GM has two solutions to repair the 142,000 Bolts now under recall, including 110,000 in the U.S. Chevy dealers will start replacing battery modules for 2017 to 2019 model vehicles next month, while newer Bolts will get new diagnostic software that identifies potentially dangerous anomalies or damaged batteries.
The automaker has confirmed 13 fires linked to the battery defects. GM has told Bolt owners to use only part of the car's full range, store their cars outside in case the batteries ignite and, most recently, not to park within 50 feet of other vehicles.

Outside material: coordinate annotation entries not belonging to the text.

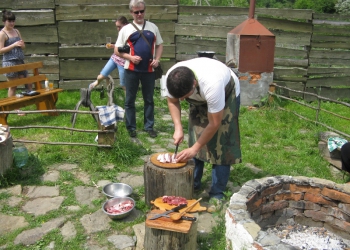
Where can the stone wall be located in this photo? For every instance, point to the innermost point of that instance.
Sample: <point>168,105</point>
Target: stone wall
<point>273,200</point>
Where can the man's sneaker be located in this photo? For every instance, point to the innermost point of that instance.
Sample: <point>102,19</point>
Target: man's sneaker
<point>132,133</point>
<point>215,205</point>
<point>151,133</point>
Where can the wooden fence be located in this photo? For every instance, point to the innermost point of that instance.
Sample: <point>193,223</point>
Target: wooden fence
<point>311,54</point>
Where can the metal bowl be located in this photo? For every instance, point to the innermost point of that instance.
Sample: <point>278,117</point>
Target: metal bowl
<point>209,54</point>
<point>112,190</point>
<point>115,201</point>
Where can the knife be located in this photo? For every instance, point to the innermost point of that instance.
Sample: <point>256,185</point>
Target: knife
<point>183,217</point>
<point>177,147</point>
<point>175,209</point>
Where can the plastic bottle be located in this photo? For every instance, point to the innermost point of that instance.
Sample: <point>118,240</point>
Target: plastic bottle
<point>46,83</point>
<point>20,155</point>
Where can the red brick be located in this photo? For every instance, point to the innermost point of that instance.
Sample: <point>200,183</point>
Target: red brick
<point>304,189</point>
<point>336,195</point>
<point>289,196</point>
<point>318,199</point>
<point>318,215</point>
<point>274,206</point>
<point>271,190</point>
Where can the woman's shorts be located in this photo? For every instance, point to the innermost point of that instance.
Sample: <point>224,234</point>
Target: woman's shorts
<point>18,74</point>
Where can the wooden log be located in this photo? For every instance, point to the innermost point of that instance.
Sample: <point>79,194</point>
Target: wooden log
<point>169,240</point>
<point>6,155</point>
<point>163,181</point>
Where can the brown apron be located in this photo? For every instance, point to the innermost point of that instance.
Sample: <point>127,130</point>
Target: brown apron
<point>224,147</point>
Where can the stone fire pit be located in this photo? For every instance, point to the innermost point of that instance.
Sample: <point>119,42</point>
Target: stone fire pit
<point>270,201</point>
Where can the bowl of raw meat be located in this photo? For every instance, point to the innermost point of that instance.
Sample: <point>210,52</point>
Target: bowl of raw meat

In the months that GM was working on solutions, some customers lost trust in the automaker and asked to return their vehicles. It's unclear how many Bolts GM has agreed to repurchase, but requests and success stories have been a persistent topic in Bolt owner forums. Some customers have worked with state attorneys general and lemon law attorneys, although the recall doesn't fit the traditional parameters for lemon law.
The recall involves a nameplate — and battery system — that soon will become obsolete as GM transitions to EVs powered by its next-generation Ultium batteries, starting with the GMC Hummer pickup this year.
"We're grateful for the patience of owners and dealers as we work to advance solutions to this recall," Doug Parks, GM's executive vice president for global product development, purchasing and supply chain, said in a statement last week.
Brian Maas, president of the California New Car Dealers Association, said few customers have asked dealers in the nation's top EV state for buybacks.